In cases like this one possibility to consider is the impact of profilers on a .NET process. The CLR APIs allows profilers to modify the IL of method bodies. This is typically done in order to record events such as allocations, method entry, method exit, etc … Profilers though are just code and themselves can have bugs. This includes generating incorrect IL that can open the door to crashes like this.
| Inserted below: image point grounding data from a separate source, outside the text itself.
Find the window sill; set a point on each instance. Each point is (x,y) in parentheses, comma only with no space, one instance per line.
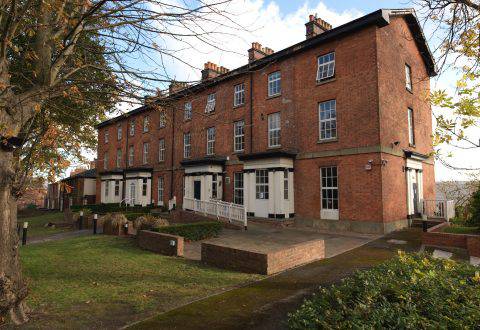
(327,141)
(325,81)
(274,96)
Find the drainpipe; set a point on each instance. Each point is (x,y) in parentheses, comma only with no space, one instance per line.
(173,153)
(251,112)
(124,184)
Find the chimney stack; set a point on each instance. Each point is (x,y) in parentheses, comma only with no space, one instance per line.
(211,70)
(316,26)
(176,86)
(257,52)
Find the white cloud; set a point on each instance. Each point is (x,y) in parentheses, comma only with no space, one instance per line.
(258,20)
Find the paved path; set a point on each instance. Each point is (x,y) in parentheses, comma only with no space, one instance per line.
(63,235)
(264,238)
(266,304)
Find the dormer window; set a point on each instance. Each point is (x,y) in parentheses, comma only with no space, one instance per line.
(210,103)
(132,128)
(119,132)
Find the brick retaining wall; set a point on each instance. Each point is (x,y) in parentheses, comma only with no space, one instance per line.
(267,263)
(160,243)
(435,237)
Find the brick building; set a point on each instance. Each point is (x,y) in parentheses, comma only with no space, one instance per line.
(334,131)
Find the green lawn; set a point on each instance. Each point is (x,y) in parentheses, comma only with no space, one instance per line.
(105,281)
(36,224)
(457,229)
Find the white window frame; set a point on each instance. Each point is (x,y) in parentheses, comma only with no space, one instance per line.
(161,150)
(274,130)
(162,121)
(160,190)
(239,136)
(144,186)
(214,186)
(118,160)
(408,77)
(238,188)
(211,140)
(239,95)
(119,132)
(326,66)
(145,154)
(261,184)
(274,83)
(187,111)
(132,127)
(187,145)
(131,155)
(117,188)
(411,127)
(329,198)
(327,120)
(210,106)
(146,124)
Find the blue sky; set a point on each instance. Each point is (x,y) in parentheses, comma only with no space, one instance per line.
(341,5)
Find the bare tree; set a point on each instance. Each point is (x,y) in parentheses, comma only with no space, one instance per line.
(63,65)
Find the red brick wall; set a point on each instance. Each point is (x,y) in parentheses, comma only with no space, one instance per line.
(160,243)
(473,246)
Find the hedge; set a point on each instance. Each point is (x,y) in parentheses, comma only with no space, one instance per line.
(112,207)
(411,291)
(193,231)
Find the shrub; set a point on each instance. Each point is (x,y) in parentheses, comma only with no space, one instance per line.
(113,222)
(149,222)
(407,292)
(193,231)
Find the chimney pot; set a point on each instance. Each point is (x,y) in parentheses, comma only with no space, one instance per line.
(316,26)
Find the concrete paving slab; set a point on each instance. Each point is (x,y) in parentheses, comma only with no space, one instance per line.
(265,238)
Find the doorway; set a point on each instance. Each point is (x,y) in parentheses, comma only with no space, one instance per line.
(197,189)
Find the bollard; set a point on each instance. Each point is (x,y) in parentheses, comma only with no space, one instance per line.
(80,221)
(424,226)
(24,237)
(95,217)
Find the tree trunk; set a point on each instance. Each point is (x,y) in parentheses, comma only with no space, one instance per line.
(12,286)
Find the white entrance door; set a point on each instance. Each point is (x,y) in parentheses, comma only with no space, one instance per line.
(329,193)
(132,193)
(262,193)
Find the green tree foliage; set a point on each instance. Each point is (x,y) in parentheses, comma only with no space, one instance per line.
(456,25)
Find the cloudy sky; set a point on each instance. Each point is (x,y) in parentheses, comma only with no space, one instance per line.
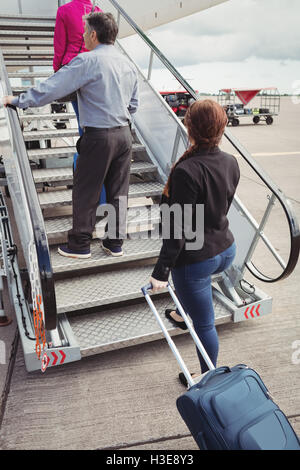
(241,43)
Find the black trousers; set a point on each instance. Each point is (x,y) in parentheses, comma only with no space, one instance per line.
(104,158)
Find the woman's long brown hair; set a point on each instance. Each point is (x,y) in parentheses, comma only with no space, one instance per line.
(205,121)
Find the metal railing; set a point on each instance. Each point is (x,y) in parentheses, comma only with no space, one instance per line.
(27,211)
(181,135)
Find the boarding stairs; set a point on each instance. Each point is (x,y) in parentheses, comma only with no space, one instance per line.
(96,305)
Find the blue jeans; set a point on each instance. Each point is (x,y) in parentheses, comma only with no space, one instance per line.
(193,287)
(103,192)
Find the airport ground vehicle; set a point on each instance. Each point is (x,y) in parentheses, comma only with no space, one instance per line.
(236,103)
(179,101)
(68,309)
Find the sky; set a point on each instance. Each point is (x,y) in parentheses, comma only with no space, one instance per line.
(240,43)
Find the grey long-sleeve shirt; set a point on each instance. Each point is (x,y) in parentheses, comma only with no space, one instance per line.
(106,84)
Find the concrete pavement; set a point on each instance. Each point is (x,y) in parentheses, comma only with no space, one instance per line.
(126,399)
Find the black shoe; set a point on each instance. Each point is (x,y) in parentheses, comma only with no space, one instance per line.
(115,251)
(178,324)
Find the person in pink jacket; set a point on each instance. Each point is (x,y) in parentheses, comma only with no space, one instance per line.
(69,29)
(68,43)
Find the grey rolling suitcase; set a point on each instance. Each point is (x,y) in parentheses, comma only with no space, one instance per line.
(230,408)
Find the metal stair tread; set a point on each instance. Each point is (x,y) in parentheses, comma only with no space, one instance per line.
(22,34)
(39,74)
(27,63)
(64,197)
(134,250)
(47,116)
(66,174)
(26,43)
(94,290)
(25,52)
(39,154)
(57,227)
(49,134)
(128,326)
(26,24)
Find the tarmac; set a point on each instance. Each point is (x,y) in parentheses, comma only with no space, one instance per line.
(127,399)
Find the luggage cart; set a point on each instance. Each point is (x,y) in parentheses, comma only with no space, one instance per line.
(236,101)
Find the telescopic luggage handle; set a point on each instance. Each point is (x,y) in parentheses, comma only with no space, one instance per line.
(171,343)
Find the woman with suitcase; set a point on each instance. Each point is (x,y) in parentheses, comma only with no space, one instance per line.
(203,175)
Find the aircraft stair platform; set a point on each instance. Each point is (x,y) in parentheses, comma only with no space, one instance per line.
(66,308)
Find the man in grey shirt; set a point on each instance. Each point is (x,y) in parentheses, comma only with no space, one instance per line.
(107,91)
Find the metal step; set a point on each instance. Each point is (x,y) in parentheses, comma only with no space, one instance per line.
(26,43)
(137,249)
(28,63)
(28,75)
(95,290)
(64,198)
(23,17)
(50,134)
(128,326)
(40,154)
(25,34)
(24,25)
(46,117)
(58,227)
(48,175)
(27,53)
(106,288)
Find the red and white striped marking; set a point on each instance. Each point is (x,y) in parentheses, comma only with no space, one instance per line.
(253,312)
(52,359)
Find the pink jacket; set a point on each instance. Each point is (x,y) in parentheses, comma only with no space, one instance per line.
(69,28)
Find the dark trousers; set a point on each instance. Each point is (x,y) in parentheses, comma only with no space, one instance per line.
(104,158)
(193,287)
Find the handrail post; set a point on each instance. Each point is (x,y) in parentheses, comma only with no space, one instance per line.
(150,65)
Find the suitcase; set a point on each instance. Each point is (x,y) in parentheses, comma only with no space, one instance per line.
(230,408)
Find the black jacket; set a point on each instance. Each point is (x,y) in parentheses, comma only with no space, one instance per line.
(209,178)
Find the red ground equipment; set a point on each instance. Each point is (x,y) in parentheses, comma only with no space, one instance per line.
(269,104)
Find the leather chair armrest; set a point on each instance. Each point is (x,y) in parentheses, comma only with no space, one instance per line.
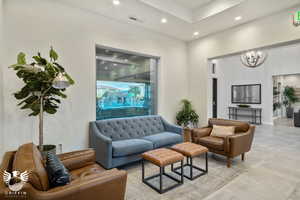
(241,143)
(110,184)
(200,132)
(78,159)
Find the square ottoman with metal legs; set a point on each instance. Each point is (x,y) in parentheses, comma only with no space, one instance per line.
(162,158)
(191,150)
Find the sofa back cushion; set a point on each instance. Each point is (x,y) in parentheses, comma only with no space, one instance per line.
(239,126)
(28,158)
(127,128)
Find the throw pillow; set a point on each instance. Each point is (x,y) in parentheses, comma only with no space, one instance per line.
(222,131)
(57,173)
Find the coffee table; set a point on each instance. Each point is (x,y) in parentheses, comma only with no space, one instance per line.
(191,150)
(162,158)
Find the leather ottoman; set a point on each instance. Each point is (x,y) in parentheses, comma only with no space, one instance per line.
(162,158)
(191,150)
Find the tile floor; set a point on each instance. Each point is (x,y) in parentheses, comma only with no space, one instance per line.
(271,172)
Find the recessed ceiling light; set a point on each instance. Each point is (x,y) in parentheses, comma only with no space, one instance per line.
(116,2)
(163,20)
(238,18)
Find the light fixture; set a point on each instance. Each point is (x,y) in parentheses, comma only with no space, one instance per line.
(238,18)
(163,20)
(196,33)
(116,2)
(253,59)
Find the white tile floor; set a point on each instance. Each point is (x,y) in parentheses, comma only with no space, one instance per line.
(271,172)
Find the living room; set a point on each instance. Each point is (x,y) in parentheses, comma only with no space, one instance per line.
(173,55)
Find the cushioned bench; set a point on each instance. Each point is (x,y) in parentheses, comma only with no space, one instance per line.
(123,140)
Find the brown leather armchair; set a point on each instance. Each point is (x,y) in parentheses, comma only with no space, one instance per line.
(88,179)
(231,146)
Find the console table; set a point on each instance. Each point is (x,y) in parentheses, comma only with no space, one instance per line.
(253,114)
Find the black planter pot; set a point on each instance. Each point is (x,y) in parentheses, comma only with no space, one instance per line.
(48,148)
(289,112)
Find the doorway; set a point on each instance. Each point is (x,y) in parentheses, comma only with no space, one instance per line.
(215,98)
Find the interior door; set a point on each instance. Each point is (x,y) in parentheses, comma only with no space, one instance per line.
(215,98)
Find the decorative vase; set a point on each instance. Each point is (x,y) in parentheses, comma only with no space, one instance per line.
(187,135)
(48,148)
(289,112)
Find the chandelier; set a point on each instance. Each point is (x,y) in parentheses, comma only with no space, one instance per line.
(253,59)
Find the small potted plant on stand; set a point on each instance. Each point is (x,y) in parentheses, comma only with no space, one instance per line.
(289,99)
(188,118)
(45,81)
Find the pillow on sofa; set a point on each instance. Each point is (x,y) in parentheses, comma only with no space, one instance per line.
(57,173)
(222,131)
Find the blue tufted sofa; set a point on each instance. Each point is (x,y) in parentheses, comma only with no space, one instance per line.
(121,141)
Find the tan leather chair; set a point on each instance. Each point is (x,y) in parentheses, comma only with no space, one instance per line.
(89,181)
(231,146)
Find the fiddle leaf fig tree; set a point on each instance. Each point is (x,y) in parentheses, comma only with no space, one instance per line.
(45,82)
(187,115)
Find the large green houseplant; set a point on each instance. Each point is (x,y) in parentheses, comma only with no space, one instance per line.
(44,84)
(289,99)
(187,116)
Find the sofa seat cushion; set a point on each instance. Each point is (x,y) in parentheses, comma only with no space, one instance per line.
(212,142)
(28,158)
(164,139)
(78,174)
(129,147)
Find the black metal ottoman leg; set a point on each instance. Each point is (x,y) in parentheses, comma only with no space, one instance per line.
(206,163)
(182,172)
(160,179)
(143,170)
(191,167)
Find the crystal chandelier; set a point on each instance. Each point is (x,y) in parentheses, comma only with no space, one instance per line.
(253,59)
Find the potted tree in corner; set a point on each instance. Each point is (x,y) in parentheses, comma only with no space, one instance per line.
(289,99)
(45,82)
(187,118)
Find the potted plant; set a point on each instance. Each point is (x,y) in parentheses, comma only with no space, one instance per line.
(289,99)
(45,81)
(187,118)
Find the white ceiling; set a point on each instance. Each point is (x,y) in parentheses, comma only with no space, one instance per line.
(185,16)
(192,4)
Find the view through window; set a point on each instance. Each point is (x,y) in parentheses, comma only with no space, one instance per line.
(126,84)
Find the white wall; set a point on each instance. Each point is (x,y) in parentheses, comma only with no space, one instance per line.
(267,31)
(34,25)
(1,82)
(230,71)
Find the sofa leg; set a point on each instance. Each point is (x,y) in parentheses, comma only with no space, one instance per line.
(228,162)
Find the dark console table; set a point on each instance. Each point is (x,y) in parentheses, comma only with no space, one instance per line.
(252,114)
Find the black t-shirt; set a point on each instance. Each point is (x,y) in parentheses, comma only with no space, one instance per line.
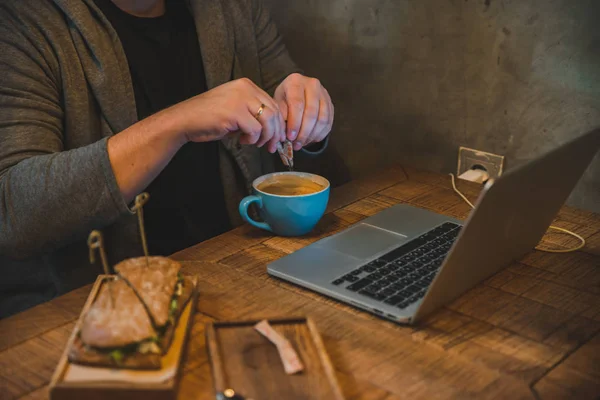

Checking for the impact of profilers is straight forward when a crash dump is available. For this particular dump you would take the following steps in WinDbg:
!name2ee Microsoft_CodeAnalysis!Microsoft.CodeAnalysis.CompilationOptions.get_Errors
This will dump out a lot of runtime information about the JIT’d method. The value of interest though is the MethodDesc field. In this case it was 000007fe986d9948. This value lets us look at the generated assembly for the method:
!U 000007fe986d9948
This will dump out the following assembly.
000007fe`988f9043 e8989bb1ff call Typemock.Interceptors.Profiler.InternalMockManager.getReturn(System.Object, System.String, System.String, System.Object, Boolean, Boolean) (000007fe`98412be0)
000007fe`988f9048 488945d8 mov qword ptr [rbp-28h],rax
000007fe`988f904c 49b8e833048005000000 mov r8,5800433E8h
000007fe`988f9056 4d8b00 mov r8,qword ptr [r8]
000007fe`988f9059 48baf02f048005000000 mov rdx,580042FF0h
000007fe`988f9063 488b12 mov rdx,qword ptr [rdx]
000007fe`988f9066 488b4d10 mov rcx,qword ptr [rbp+10h]
000007fe`988f906a 4533c9 xor r9d,r9d
000007fe`988f906d e8469bb1ff call Typemock.Interceptors.Profiler.InternalMockManager.ClearRefParameter(System.Object, System.String, System.String, Boolean) (000007fe`98412bb8)
000007fe`988f9072 488b55d8 mov rdx,qword ptr [rbp-28h]
000007fe`988f9076 488955d0 mov qword ptr [rbp-30h],rdx
000007fe`988f907a 488b55d8 mov rdx,qword ptr [rbp-28h]
000007fe`988f907e 4885d2 test rdx,rdx
It’s not really necessary to fully understand the assembly to diagnose the profiler here. I certainly don’t have the necessary depth with assembly to do so. But one particular item of interest is the call instruction.
The target of the call is the namespace TypeMock.Interceptors.Profiler
. That is certainly not a component of the Roslyn code base. Yet it is clearly referenced in the generated assembly. That confirms pretty strongly that a profiler is being used in this scenario to modify the IL in the assembly. Given all the other data it’s pretty reasonable to assume the modified IL is the source of the NullReferenceException.
Cases like this though are pretty rare. I typically investigate around 20 crash reports a month and see this happen less than once a year.